The edges of her mouth form a soft smile. “It was your mother,” she says. “She exuded love in a way that I so admired and longed for. And I thought that anyone who was born from a woman with such a spirit had a legendary capacity to love and be loved.”

“She had love in her eyes, yes,” I say, wiping a tear from my cheek. “She always said that when you love someone once, it changes your heart forever. That it lives on in you. I never told her, but the idea of that frightened me. I knew what her love for my father did to her. I heard her weeping in her room late at night, or in the mornings when she thought I was still asleep. Her love persisted like a wound that wouldn’t heal. It tormented her.”

Colette gives me a knowing look. “And it’s why you’ve closed yourself off to love.”

“Yes,” I say. “But something is changing in me. It’s scary, and also wonderful.”

“I know,” she says in almost a whisper. I see tears in her eyes. “Enjoy every second of it, for to give love and feel it returned is life’s greatest gift.” Her nostalgic expression melts away as she straightens her shoulders. “Now go, and live out the final days before your thirtieth birthday, acting in accordance with the responsibility you have been given. And don’t be afraid. I believe in you in a way that I never did in myself.”

“Thank you,” I say, giving her a hug.

Beside the door, I linger near the old flower cart. Its emerald green paint is buffed to a glossy shine, but I can see layers of rust where the topcoat has bubbled and chipped away.

“It was hers,” Colette says.

“Whose?”

“The first woman who had our gift. Elodie, the flower cart girl. I found it at a flea market in Paris. Her name is etched on the underside. I knew it wasn’t happenstance that I found it, and I’ve kept it with me, always, as a reminder of the beauty and love she shared with the people of her city. All around her, she saw the same love that we see.”

I run my hand along the edge of the cart, which is when I notice the French words engraved at the front: “Amour vit en avant.”
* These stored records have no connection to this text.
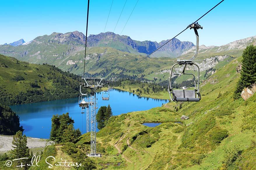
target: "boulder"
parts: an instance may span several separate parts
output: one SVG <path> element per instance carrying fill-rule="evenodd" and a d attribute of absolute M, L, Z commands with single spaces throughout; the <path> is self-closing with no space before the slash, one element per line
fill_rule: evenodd
<path fill-rule="evenodd" d="M 256 92 L 256 85 L 253 85 L 250 87 L 245 88 L 242 92 L 241 96 L 243 99 L 246 100 Z"/>
<path fill-rule="evenodd" d="M 187 120 L 189 119 L 189 117 L 188 116 L 187 116 L 185 115 L 183 115 L 181 117 L 180 117 L 181 119 L 185 119 L 185 120 Z"/>
<path fill-rule="evenodd" d="M 242 65 L 239 64 L 236 68 L 236 73 L 239 73 L 241 72 L 241 70 L 242 69 Z"/>

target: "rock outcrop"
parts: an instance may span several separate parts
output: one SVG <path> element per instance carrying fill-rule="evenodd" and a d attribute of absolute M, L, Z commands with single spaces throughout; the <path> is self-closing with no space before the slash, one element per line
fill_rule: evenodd
<path fill-rule="evenodd" d="M 239 73 L 241 72 L 241 70 L 242 69 L 242 65 L 239 64 L 236 68 L 236 73 Z"/>
<path fill-rule="evenodd" d="M 183 115 L 180 117 L 180 119 L 187 120 L 189 119 L 189 117 L 188 116 L 187 116 L 185 115 Z"/>
<path fill-rule="evenodd" d="M 241 96 L 243 99 L 246 100 L 256 92 L 256 85 L 252 85 L 251 88 L 245 88 L 242 92 Z"/>

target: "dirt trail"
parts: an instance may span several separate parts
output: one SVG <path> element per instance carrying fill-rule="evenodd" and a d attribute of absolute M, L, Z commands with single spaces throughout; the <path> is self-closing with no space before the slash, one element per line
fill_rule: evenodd
<path fill-rule="evenodd" d="M 122 137 L 120 138 L 120 139 L 114 145 L 115 146 L 115 147 L 116 148 L 116 149 L 117 149 L 117 150 L 118 151 L 118 155 L 119 155 L 119 154 L 121 154 L 122 157 L 123 158 L 124 158 L 125 159 L 127 162 L 129 162 L 130 163 L 133 163 L 129 160 L 129 159 L 128 159 L 128 158 L 127 158 L 126 156 L 125 156 L 125 155 L 123 154 L 122 154 L 122 151 L 121 150 L 121 149 L 118 147 L 118 142 L 120 142 L 122 140 L 124 139 L 125 137 L 125 135 L 124 136 L 123 136 Z"/>
<path fill-rule="evenodd" d="M 135 148 L 134 148 L 131 146 L 131 144 L 130 143 L 130 141 L 129 141 L 129 139 L 127 139 L 127 144 L 128 145 L 128 146 L 133 150 L 135 151 L 136 153 L 138 153 L 138 150 Z"/>

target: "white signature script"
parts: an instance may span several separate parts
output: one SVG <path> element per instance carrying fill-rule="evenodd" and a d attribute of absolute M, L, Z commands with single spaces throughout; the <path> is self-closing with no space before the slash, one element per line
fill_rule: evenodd
<path fill-rule="evenodd" d="M 36 155 L 34 155 L 32 158 L 31 159 L 31 161 L 29 163 L 26 164 L 23 164 L 22 162 L 20 163 L 20 165 L 18 165 L 16 166 L 17 167 L 20 167 L 22 168 L 23 167 L 25 166 L 31 166 L 31 167 L 40 167 L 40 166 L 38 165 L 38 163 L 40 160 L 40 159 L 41 158 L 41 156 L 40 155 L 38 155 L 37 156 Z M 59 166 L 60 167 L 83 167 L 83 165 L 82 165 L 82 164 L 78 164 L 78 162 L 67 162 L 67 160 L 65 160 L 64 161 L 57 162 L 57 163 L 54 164 L 52 164 L 49 163 L 48 162 L 50 158 L 52 158 L 53 159 L 54 162 L 55 162 L 56 160 L 56 159 L 54 157 L 52 156 L 50 156 L 47 157 L 45 159 L 45 162 L 48 164 L 49 165 L 48 168 L 52 168 L 53 167 L 53 166 Z M 8 160 L 5 162 L 5 164 L 8 167 L 10 167 L 13 164 L 13 162 L 22 160 L 28 159 L 29 159 L 28 158 L 19 158 L 18 159 L 15 159 L 13 160 Z M 60 159 L 62 160 L 62 159 Z"/>

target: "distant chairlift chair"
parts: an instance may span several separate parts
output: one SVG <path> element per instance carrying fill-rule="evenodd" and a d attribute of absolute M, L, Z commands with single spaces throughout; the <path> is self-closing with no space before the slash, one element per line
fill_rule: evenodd
<path fill-rule="evenodd" d="M 102 92 L 102 100 L 109 100 L 109 85 L 108 88 L 106 90 L 104 90 Z"/>
<path fill-rule="evenodd" d="M 198 47 L 199 45 L 199 37 L 197 30 L 203 29 L 198 23 L 196 23 L 189 26 L 190 29 L 193 28 L 197 38 L 197 44 L 196 52 L 194 56 L 188 60 L 178 60 L 177 63 L 173 65 L 171 68 L 171 77 L 169 80 L 169 85 L 168 87 L 168 91 L 169 92 L 170 97 L 171 100 L 173 101 L 199 101 L 201 99 L 201 96 L 199 93 L 199 67 L 197 64 L 194 63 L 195 61 L 205 61 L 205 60 L 194 60 L 198 53 Z M 185 65 L 182 72 L 180 73 L 173 73 L 173 68 L 176 65 Z M 195 65 L 198 69 L 197 86 L 196 84 L 196 79 L 194 75 L 193 74 L 185 73 L 185 71 L 187 65 Z M 186 90 L 185 89 L 174 90 L 172 86 L 173 83 L 173 80 L 172 80 L 173 76 L 178 76 L 182 74 L 188 74 L 192 75 L 194 76 L 194 90 Z"/>
<path fill-rule="evenodd" d="M 80 92 L 81 95 L 79 96 L 78 100 L 78 104 L 79 107 L 81 108 L 82 110 L 82 113 L 84 113 L 83 110 L 85 108 L 88 108 L 90 105 L 89 102 L 89 97 L 87 94 L 84 94 L 81 91 L 81 87 L 82 85 L 80 86 Z"/>

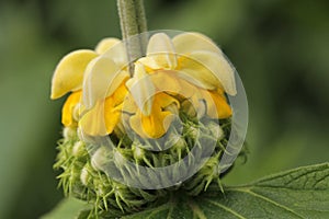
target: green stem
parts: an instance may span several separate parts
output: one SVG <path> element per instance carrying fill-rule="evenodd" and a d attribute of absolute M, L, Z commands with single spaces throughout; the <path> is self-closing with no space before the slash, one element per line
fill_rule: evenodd
<path fill-rule="evenodd" d="M 147 45 L 146 34 L 135 36 L 147 32 L 143 0 L 117 0 L 117 9 L 121 22 L 121 32 L 126 44 L 129 71 L 133 76 L 133 61 L 145 55 Z"/>

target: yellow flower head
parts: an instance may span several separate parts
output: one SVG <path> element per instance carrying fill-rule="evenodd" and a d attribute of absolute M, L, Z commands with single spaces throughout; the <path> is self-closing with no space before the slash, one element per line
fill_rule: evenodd
<path fill-rule="evenodd" d="M 125 46 L 115 38 L 103 39 L 94 51 L 65 56 L 52 87 L 52 99 L 71 92 L 63 124 L 79 124 L 88 135 L 104 136 L 127 119 L 140 137 L 159 138 L 179 112 L 186 111 L 186 101 L 211 118 L 231 116 L 225 93 L 236 94 L 234 69 L 206 36 L 184 33 L 171 39 L 155 34 L 146 57 L 134 62 L 133 77 L 127 62 Z"/>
“What do those words mean?” I ask.

Colette smiles. “Love lives on.”

It’s cold but clear, too nice a day to hail a cab, so I walk back to the market along First Avenue. When I pass Mary’s salon, I peer into the window and see her sweeping the floor, alone, so I stop in.
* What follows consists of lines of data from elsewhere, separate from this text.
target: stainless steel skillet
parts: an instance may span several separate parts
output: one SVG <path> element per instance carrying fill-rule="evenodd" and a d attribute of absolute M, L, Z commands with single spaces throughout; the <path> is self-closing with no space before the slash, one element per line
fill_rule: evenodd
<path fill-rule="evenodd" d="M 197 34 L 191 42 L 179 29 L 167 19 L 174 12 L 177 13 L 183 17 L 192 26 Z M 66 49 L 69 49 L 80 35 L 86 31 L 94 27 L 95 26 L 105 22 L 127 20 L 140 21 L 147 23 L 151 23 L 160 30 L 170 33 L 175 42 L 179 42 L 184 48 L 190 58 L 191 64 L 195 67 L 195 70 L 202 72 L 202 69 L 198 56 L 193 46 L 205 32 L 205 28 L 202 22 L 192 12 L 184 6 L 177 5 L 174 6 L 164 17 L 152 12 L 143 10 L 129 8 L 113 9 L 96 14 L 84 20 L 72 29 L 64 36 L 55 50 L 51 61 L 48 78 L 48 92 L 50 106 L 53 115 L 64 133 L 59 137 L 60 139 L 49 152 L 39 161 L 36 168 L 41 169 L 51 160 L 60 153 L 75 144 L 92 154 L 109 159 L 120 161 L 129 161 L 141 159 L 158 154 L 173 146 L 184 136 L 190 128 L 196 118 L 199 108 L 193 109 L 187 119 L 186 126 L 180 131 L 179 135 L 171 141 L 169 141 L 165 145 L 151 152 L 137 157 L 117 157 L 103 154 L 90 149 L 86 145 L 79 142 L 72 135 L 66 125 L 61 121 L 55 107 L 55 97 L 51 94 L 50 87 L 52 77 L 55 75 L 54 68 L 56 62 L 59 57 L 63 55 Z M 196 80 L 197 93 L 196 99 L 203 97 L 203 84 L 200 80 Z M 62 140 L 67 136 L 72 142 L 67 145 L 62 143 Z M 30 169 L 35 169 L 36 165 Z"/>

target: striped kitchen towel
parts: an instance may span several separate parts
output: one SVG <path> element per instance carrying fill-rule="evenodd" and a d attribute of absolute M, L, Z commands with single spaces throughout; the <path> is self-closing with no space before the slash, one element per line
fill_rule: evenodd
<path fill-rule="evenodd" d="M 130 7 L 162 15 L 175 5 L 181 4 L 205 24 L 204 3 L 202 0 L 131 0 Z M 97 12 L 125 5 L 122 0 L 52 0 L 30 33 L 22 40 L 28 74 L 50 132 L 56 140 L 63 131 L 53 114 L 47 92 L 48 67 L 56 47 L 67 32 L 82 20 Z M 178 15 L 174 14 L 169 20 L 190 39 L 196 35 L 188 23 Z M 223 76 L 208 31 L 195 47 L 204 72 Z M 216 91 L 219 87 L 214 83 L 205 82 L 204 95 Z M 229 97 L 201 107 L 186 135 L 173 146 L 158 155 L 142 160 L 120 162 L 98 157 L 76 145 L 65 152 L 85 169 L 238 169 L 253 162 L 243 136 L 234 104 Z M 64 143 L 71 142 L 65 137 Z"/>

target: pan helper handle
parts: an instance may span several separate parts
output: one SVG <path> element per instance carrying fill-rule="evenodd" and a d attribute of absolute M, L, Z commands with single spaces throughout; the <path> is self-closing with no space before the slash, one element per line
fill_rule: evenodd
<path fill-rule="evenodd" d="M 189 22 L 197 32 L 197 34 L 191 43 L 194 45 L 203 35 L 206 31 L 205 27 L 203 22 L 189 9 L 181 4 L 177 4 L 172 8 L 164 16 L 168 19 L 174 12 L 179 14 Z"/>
“Jane!” she says, setting the broom aside.

“Look at you,” I say, rubbing her belly.

“I’m huge, aren’t I?” she says.

“And why are you here and not in bed with your feet up?”

She frowns. “Honestly, I hate being home. It’s lonely.”

“I’m sorry,” I say. “It must hurt so much that he’s not even going to be here for the birth of your baby.”

She nods.

“My mom mourned the man who left her, my father, until the day she died. The sadness lived in her heart. She could never rid herself of it. I don’t want that for you.”

“Me, either,” Mary says, sighing.

“Then don’t be so focused on the past that you forget to see what’s in front of you. My mother could never love anyone else because she was too busy looking backward. You must look forward to the life you are building, to the joy you have ahead.”

“Yes,” she says. “You’re so right, Jane. And when I look forward, you know what I see?”

“What?”

“I see Luca.”

I smile. “Did you tell him that?”

She shakes her head. “No, I didn’t. It’s too late, anyway. He already went home to Italy.”

“It’s never too late,” I say. “Remember that.”